Ekaterina A. Savrasova scite author profile

Microbiological synthesis of higher alcohols (1-butanol, isobutanol, 2-methyl-1-butanol, etc.) from plant biomass is critically important due to their advantages over ethanol as a motor fuel. In recent years, the use of branched-chain amino acid (BCAA) biosynthesis pathways together with heterologous Ehrlich pathway enzyme system (Hazelwood et al. in Appl Environ Microbiol 74:2259-2266, 2008) has been proposed by the Liao group as an alternative approach to aerobic production of higher alcohols as new-generation biofuels (Atsumi et al. in Nature 451:86-90, 2008; Atsumi et al. in Appl Microbiol Biotechnol 85:651-657, 2010; Cann and Liao in Appl Microbiol Biotechnol 81:89-98, 2008; Connor and Liao in Appl Environ Microbiol 74:5769-5775, 2008; Shen and Liao in Metab Eng 10:312-320, 2008; Yan and Liao in J Ind Microbiol Biotechnol 36:471-479, 2009). On the basis of these remarkable investigations, we re-engineered Escherichia coli valine-producing strain H-81, which possess overexpressed ilvGMED operon, for the aerobic conversion of sugar into isobutanol. To redirect valine biosynthesis to the production of alcohol, we also--as has been demonstrated previously (Atsumi et al. in Nature 451:86-90, 2008; Atsumi et al. in Appl Microbiol Biotechnol 85:651-657, 2010; Cann and Liao in Appl Microbiol Biotechnol 81:89-98, 2008; Connor and Liao in Appl Environ Microbiol 74:5769-5775, 2008; Shen and Liao in Metab Eng 10:312-320, 2008; Yan and Liao in J Ind Microbiol Biotechnol 36:471-479, 2009)--used enzymes of Ehrlich pathway.
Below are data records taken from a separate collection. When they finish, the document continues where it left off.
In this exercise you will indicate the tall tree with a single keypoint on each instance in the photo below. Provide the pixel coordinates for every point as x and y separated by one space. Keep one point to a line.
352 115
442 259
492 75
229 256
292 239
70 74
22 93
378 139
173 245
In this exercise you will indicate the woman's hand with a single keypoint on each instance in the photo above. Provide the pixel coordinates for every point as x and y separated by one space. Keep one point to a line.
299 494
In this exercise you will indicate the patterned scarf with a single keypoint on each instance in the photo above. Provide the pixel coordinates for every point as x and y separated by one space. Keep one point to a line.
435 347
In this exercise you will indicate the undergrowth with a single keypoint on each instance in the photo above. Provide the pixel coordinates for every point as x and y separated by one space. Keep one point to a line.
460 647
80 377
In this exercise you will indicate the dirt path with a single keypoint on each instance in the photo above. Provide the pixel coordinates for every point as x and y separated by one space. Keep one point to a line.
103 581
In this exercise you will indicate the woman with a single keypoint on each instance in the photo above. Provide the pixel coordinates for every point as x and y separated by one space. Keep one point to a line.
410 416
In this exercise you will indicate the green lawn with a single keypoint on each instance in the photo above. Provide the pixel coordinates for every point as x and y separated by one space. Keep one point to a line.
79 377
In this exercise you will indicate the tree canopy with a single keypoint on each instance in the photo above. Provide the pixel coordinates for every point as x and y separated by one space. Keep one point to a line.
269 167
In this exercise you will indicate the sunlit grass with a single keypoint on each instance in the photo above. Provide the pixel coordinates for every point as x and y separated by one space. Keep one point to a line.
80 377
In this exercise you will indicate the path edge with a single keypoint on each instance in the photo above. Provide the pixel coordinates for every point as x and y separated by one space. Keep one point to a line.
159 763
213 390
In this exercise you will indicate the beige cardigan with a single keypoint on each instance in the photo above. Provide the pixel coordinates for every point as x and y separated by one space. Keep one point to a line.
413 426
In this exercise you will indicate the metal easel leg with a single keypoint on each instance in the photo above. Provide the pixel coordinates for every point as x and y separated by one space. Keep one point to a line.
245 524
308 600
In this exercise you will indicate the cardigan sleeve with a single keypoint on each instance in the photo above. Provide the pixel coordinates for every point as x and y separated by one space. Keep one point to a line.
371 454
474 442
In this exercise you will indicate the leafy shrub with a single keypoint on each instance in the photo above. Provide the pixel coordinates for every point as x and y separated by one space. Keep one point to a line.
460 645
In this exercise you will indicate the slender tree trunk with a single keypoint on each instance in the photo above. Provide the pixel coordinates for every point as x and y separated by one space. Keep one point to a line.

In particular, in our study, the following heterologous proteins were exploited: branched-chain 2-keto acid decarboxylase (BCKAD) encoded by the kdcA gene from Lactococcus lactis with rare codons substituted, and alcohol dehydrogenase (ADH) encoded by the ADH2 gene from Saccharomyces cerevisiae. We show that expression of both of these genes in the valine-producing strain H-81 results in accumulation of isobutanol instead of valine. Expression of BCKAD alone also resulted in isobutanol accumulation in the culture broth, supporting earlier obtained data (Atsumi et al. in Appl Microbiol Biotechnol 85:651-657, 2010) that native ADHs of E. coli are also capable of isobutanol production. Thus, in this work, isobutanol synthesis by E. coli was achieved using enzymes similar to but somewhat different from those previously used.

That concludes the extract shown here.